Het kwam alles over ons hoofd:
en toch hebben we Je nooit vergeten,
en hebben je verbond niet gebroken.
ons hart was Je nooit ontrouw,
onze voetstappen weken niet af van je pad
Toch deed Je ons gekromd gaan
naar waar de jakhalzen huizen,
Je hebt ons gehuld in schaduw van de dood.

Zijn we dan de naam van God vergeten?
Strekten we onze handen naar een vreemde God?
Zou God dat dan niet weten?
Hij toch weet wat het hart verborgen houdt.
Om Jou doodt men ons.
Dag aan dag ziet men ons als schapen voor de slacht.

O God, word wakker! Waarom slaap Je?
Word wakker! Verwerp ons niet voor altijd.
Waarom keer Je je gezicht van ons af?
Waarom vergeet Je onze ellende, onze nood?

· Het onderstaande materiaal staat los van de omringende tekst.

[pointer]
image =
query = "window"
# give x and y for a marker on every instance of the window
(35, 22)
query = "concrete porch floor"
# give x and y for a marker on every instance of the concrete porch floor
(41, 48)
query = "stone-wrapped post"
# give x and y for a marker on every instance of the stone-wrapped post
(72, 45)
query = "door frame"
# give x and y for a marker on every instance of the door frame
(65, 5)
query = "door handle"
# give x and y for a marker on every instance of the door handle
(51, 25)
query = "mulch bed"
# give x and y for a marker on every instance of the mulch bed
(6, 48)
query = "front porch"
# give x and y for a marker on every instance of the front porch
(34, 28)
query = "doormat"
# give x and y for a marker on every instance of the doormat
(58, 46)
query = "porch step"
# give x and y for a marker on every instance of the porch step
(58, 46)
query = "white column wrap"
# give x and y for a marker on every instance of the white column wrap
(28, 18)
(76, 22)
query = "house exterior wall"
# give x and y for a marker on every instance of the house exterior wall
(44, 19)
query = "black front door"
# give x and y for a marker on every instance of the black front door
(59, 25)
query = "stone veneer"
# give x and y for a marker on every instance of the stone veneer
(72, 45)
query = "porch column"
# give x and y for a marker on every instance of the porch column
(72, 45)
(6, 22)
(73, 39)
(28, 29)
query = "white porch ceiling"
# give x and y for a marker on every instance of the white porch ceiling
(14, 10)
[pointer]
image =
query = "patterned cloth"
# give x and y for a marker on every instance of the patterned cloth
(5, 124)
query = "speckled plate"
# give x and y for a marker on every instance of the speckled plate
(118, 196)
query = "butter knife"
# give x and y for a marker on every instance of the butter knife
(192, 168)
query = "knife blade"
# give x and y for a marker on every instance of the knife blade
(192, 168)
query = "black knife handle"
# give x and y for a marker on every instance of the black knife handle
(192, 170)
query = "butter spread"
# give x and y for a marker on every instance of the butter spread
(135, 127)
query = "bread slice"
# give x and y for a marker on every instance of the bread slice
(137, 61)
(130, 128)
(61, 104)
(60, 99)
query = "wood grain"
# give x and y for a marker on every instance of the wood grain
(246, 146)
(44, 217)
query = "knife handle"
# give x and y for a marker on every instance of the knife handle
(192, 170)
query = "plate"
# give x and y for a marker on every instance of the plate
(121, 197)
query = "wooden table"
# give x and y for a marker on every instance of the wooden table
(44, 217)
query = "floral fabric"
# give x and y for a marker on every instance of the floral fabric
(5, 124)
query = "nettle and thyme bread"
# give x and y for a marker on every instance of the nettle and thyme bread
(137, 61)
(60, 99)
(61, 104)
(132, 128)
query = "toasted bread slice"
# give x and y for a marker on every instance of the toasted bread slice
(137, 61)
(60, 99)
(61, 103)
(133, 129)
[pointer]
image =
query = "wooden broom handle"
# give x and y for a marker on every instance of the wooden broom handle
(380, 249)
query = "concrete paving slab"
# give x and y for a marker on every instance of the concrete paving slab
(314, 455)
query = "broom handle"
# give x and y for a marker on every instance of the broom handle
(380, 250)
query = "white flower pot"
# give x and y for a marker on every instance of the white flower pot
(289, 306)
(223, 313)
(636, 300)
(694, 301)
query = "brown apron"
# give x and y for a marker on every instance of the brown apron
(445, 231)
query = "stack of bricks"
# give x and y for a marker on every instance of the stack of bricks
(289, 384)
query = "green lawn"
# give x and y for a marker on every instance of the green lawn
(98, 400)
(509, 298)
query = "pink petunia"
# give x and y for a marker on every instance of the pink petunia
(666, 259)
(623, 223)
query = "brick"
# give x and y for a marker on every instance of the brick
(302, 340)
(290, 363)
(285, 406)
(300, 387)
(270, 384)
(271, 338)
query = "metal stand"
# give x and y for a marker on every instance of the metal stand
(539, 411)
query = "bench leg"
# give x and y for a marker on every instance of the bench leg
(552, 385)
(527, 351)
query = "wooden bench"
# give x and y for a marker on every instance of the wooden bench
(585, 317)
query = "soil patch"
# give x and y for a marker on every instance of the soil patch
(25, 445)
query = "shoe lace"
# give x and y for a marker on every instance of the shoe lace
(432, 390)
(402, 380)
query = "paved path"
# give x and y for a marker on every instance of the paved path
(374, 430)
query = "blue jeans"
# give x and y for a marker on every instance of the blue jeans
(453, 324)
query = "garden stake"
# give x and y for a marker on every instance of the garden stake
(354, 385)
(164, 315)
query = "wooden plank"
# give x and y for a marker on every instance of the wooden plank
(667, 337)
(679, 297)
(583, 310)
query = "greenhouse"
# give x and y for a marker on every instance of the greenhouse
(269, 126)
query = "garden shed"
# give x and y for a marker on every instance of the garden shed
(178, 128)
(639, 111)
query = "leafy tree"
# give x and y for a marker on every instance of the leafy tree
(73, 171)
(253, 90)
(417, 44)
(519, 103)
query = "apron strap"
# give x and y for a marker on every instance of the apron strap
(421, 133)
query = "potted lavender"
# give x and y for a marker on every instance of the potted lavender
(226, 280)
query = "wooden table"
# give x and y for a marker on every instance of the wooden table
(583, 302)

Onze ziel ligt neer in het stof,
ons lichaam is aan de aarde gebonden.
Sta op! Kom ons te hulp:
bevrijd ons omwille van je liefde!



Stilstaan bij …

Korachieten
Dit waren tempelzangers. Ze worden ook ‘zonen van Korach’ , afstammelingen van Korach genoemd, naar de man die in opstand kwam tegen Mozes en Aäron, toen de Israëlieten veertig jaar door de woestijn trokken vanuit Egypte naar het Beloofde Land. Omdat Korach uit de stam Levi was, was het normaal dat zijn zonen / nageslacht later in de tempel te Jeruzalem zouden dienen, omdat dit voorbehouden was aan de stam Levi.

Een kunstig lied
Hiermee wordt een ‘artistiek lied’ bedoeld, een lied dat met artistieke vaardigheid werd geschreven.

Arm
= Strijdbaarheid

Op iemand de voet zetten
= vertrappelen.

Schapen voor het spit
De schrijver bedoelde er slachtvee mee. Met dit beeld riep hij de ballingschap op.

Jakhalzen
Dieren die aas opeten en zo de gedachte aan dood oproepen. (In het oude Egypte werd Anubis, de Egyptische god van de dood, afgebeeld met de kop van een jakhals)
Dat overledenen door dieren werden opgegeten, betekent dat ze niet begraven werden. Dit werd als een grote schande ervaren.





Bij de tekst

Indeling

VerzenSoort tekst Inhoud
2-9LofliedHerinnering aan de machtige daden die God in het verleden deed voor zijn volk
10-17 AanklachtKlacht over de recente straf van God voor zijn volk (ballingschap)
18-23Betuiging van onschuldHet volk is God niet vergeten.
24-27SmeekbedeOproep tot God om opnieuw machtige daden te verrichten voor zijn volk.




Paulus en psalm 44

In zijn brief aan de Romeinen gebruikte Paulus psalm 44 om te zeggen dat christenen het net zo moeilijk zullen hebben als in de psalm.
Maar net als in de psalm zal God hen niet vergeten.